7.5.9 Handling device failures on a shared disk (while the standby server is starting, on standby, or terminating) (using SCSI reservation for shared disk)
If an I/O error occurs while the standby server is starting, on standby, or terminating on the device specified in the scsi_device or dmmp_device operand in the server environment definition, HA Monitor issues the KAMN725-W and KAMN726-E messages and resumes processing. In a redundant configuration with multipath software, HA Monitor issues the KAMN726-E message only when a failure has occurred on all paths to the same shared disk.
To recover from a device failure when the standby server is starting, on standby, or terminating:
-
Determine the cause of the device failure.
Determine the cause of the failure by referencing the KAMN725-W and KAMN726-E messages and the message issued by the kernel and by using hardware management tools.
-
Resolve the cause of the device failure.
Resolve the cause of the device failure by taking an appropriate action, such as by replacing the erroneous device.
In a redundant configuration with multipath software, do not at this time restore the path that resulted in the failure to online status (failback).
-
In a multi-path configuration, restore the path that has been recovered from the failure to online status (failback).
Restore a recovered path to online status (failback) by using the appropriate command provided by the multipath software (HDLM, DMMP, or HFC-PCM).
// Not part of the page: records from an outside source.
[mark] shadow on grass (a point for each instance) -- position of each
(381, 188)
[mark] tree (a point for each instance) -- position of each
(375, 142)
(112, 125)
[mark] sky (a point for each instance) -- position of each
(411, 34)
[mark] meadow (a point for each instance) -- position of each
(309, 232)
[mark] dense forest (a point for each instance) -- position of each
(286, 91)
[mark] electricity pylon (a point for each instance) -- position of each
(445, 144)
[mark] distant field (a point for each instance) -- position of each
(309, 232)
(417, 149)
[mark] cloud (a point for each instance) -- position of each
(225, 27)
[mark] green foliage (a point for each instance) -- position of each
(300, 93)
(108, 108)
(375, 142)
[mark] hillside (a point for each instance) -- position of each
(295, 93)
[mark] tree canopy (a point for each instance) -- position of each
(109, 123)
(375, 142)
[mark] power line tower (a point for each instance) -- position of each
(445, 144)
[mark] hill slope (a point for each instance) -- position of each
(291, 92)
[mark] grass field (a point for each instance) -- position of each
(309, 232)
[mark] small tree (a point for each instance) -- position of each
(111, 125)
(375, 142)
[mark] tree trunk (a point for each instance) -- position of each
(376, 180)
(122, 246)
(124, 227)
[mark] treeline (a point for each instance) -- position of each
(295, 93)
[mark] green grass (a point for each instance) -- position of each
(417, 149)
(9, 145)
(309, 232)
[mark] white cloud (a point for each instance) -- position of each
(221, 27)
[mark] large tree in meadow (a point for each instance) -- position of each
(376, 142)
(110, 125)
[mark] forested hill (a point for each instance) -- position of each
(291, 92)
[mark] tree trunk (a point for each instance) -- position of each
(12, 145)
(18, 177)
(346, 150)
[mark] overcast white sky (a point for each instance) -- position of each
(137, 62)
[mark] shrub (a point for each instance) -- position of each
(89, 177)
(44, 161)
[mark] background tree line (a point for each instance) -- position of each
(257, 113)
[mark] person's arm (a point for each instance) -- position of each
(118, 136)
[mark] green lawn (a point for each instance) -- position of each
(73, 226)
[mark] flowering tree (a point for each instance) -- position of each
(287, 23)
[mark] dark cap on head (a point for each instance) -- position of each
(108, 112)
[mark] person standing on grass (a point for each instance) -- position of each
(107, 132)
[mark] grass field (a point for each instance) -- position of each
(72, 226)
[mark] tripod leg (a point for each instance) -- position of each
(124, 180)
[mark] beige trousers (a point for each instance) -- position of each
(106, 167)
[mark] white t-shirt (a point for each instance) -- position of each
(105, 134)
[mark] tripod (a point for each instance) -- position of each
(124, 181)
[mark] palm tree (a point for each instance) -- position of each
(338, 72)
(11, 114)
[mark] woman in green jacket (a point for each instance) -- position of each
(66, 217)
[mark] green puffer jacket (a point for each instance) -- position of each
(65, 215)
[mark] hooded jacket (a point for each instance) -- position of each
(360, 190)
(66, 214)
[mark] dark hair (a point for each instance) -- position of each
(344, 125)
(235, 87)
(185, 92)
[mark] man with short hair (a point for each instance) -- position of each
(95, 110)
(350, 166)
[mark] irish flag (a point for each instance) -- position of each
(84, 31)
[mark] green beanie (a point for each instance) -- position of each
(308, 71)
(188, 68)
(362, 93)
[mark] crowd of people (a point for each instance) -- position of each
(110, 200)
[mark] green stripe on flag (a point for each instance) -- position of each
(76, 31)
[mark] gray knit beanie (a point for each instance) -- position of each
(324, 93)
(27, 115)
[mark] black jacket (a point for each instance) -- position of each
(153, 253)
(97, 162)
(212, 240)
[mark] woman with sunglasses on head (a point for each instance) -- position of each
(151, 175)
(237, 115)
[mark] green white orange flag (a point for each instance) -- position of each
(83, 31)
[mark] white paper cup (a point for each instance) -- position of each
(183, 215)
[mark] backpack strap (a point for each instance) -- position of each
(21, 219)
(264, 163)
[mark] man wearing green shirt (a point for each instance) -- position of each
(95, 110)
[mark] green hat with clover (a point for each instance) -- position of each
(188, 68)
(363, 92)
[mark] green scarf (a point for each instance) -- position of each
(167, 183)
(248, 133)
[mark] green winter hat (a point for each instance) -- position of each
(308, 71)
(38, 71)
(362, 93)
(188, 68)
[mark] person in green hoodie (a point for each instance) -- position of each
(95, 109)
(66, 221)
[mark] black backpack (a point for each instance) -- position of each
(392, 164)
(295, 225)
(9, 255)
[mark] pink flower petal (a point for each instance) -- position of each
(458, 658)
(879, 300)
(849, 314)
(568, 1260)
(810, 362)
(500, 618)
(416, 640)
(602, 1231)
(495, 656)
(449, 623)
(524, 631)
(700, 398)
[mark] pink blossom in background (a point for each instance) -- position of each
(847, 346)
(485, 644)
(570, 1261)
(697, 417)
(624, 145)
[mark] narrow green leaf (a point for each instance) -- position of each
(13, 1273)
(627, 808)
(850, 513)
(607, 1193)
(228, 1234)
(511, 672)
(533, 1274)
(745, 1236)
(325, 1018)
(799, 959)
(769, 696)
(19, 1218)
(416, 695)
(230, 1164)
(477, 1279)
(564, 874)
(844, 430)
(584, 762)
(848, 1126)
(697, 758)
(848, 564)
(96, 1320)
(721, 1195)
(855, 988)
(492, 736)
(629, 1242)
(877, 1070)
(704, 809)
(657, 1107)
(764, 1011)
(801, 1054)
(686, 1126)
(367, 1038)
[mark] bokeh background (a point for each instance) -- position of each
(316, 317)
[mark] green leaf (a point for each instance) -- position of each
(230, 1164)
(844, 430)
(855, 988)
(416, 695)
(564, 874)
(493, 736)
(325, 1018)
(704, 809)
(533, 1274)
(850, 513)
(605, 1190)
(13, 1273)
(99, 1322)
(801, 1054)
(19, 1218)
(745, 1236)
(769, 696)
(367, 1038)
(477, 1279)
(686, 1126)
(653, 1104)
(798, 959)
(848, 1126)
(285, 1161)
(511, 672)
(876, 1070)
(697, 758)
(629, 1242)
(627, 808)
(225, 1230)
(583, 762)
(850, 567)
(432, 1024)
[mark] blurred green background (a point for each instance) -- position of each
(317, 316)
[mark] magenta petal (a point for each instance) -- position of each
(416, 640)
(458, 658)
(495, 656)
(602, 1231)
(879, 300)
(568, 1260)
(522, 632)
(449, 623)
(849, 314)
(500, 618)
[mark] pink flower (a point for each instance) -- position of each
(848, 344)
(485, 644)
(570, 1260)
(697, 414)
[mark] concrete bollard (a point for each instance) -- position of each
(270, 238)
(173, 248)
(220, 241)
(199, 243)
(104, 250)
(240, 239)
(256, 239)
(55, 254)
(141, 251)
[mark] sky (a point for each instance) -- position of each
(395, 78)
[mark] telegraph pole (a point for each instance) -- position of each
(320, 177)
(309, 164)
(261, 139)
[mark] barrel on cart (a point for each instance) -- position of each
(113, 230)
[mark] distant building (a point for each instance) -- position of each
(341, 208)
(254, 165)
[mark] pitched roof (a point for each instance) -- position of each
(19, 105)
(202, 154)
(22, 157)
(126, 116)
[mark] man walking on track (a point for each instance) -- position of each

For details about how to restore paths to online status, see the manual Hitachi Dynamic Link Manager Software User's Guide (for Linux(R) systems). Alternatively, see the documentation for DMMP or HFC-PCM.
For a single-path configuration, or in a VMware ESXi-based virtualization environment (where DMMP is not used), this step is not necessary.
If you restart the OS when there is a server that is running as the active system in the other system, the following message might be output to the syslog file: kernel: sd x:x:x:x: reservation conflict (x: numeric value). Note that the message to be output might differ depending on the OS version.
This means that the active server has obtained a SCSI reservation to protect the disk. This is a normal operation and there is no need to take any action.